17. Unfortunately, the series never came to fruition, with Duff confirming the sad news in December 2020 after Minsky left over creative differences.
"I know the efforts and conversations have been everywhere trying to make a reboot work but, sadly & despite everyone's best efforts, it isn't going to happen," Duff explained, following her public plea that Disney+ move the show to Hulu. "We can all take a moment to mourn the amazing woman she would have been and the adventures we would have taken with her. I'm very sad, but I promise everyone tried their best and the stars just didn't align. Hey now, this is what 2020's made of."
18. A celeb fan of Lizzie McGuire? Cardi B, who revealed just how much the movie resonated with her during Vogue's Forces of Fashion conference.
"Has anyone seen that Hilary Duff movie [The Lizzie McGuire Movie]? There's a song in it that anytime I go to an event that I've always wanted to go to I always play it in my head," she said, talking about being invited to Paris Fashion Week. "It goes, 'Hey now, hey now, this is what dreams are made of.' That's how I feel every single time that I get invited to these fashion events."
19. Speaking of the film, The Lizzie McGuire Movie became a surprise hit when it was released in May 2003, debuting at No. 2 at the box office behind X2: X-Men United and going on to gross over $50 million.
20. Many fans were upset that Miranda was not in the movie and was M.I.A. in some of the last episodes of the show, with her family going on an extended vacation.
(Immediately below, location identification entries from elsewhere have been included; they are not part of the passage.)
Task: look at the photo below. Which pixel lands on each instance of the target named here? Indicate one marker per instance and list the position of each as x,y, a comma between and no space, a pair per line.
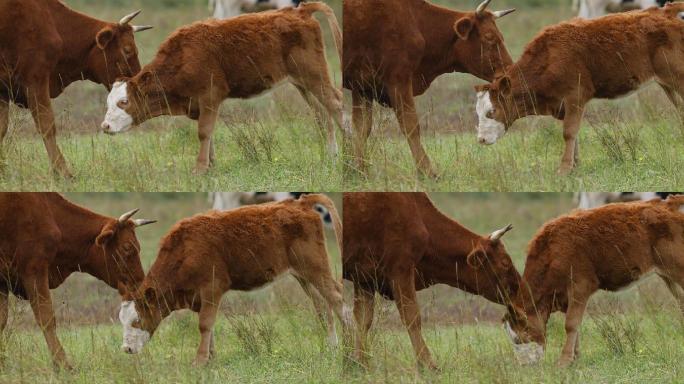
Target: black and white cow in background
223,201
224,9
590,9
588,200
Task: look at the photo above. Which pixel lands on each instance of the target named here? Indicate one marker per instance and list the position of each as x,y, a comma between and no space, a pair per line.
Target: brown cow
202,64
44,47
398,243
45,238
568,64
394,49
606,248
205,256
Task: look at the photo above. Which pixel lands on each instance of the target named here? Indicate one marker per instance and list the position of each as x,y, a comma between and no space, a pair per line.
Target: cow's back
29,45
245,247
375,31
383,232
244,56
615,245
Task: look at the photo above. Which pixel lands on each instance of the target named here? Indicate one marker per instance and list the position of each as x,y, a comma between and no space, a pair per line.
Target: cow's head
132,101
490,257
499,104
140,315
114,53
120,267
479,47
525,325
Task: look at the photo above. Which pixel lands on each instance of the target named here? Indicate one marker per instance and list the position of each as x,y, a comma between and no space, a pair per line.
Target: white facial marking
526,354
134,338
117,120
488,130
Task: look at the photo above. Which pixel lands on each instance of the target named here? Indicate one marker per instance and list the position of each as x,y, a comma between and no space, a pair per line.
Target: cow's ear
104,237
463,26
482,88
504,85
150,296
476,258
103,37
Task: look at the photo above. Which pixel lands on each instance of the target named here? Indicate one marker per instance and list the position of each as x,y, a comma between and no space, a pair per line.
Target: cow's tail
315,199
311,8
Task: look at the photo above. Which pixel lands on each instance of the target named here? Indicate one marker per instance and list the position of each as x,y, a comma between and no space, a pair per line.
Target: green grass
299,353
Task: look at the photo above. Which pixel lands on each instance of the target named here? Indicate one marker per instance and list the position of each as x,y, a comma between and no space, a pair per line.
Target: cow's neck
437,23
79,228
77,32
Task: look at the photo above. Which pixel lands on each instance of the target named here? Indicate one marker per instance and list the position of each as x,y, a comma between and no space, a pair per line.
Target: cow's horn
126,19
499,14
496,235
141,222
482,7
140,28
124,218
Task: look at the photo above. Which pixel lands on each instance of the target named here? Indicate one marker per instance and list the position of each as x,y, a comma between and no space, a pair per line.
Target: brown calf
44,47
45,238
398,243
394,49
607,248
568,64
202,64
205,256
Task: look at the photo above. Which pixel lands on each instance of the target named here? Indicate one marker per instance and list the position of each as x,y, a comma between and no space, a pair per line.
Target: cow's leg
404,291
41,108
38,292
324,312
571,125
4,120
211,299
309,69
322,120
362,123
401,97
311,264
205,129
4,310
577,304
364,302
676,291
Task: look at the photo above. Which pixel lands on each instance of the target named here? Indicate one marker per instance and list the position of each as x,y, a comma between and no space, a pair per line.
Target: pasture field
267,143
630,337
265,336
635,143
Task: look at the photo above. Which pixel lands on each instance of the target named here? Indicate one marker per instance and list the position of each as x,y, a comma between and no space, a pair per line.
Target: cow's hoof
564,170
564,362
200,361
200,170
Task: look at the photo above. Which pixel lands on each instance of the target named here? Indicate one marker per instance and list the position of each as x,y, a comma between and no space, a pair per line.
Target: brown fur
44,47
606,248
205,256
394,49
45,239
398,243
568,64
204,63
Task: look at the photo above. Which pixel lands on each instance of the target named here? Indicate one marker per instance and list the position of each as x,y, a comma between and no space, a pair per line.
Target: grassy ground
632,336
268,335
267,143
631,143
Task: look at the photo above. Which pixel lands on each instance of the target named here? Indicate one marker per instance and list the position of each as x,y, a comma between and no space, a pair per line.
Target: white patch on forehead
134,339
488,130
117,120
But that was actually because Lalaine wanted to focus on her music career.
21. After becoming a teen idol thanks to her time as Lizzie, many fans were surprised when Duff chose to take a break from acting, a decision she opened up about in a 2015 interview with PrideSource.
"Everyone thought I was just absolutely nuts because I was really successful and making a lot of money. And it was scary, because there was no guarantee that my career was still gonna be there," she said. "I really needed it personally. I grew up in the spotlight and on tour and with everyone just knowing me and knowing me a certain way. At some point I was like, 'I don't even know if I'm that person anymore, and I don't even have the time to figure that out.'"
She admitted that she found being known as Lizzie "torturous" at times, explaining, "I loved it during the filming. I just didn't know what a success the show was gonna be, and after that...I was still Lizzie McGuire to people and that was super annoying. Now it's not. I don't care now."
The Lizzie McGuire Movie is available to watch on Disney+.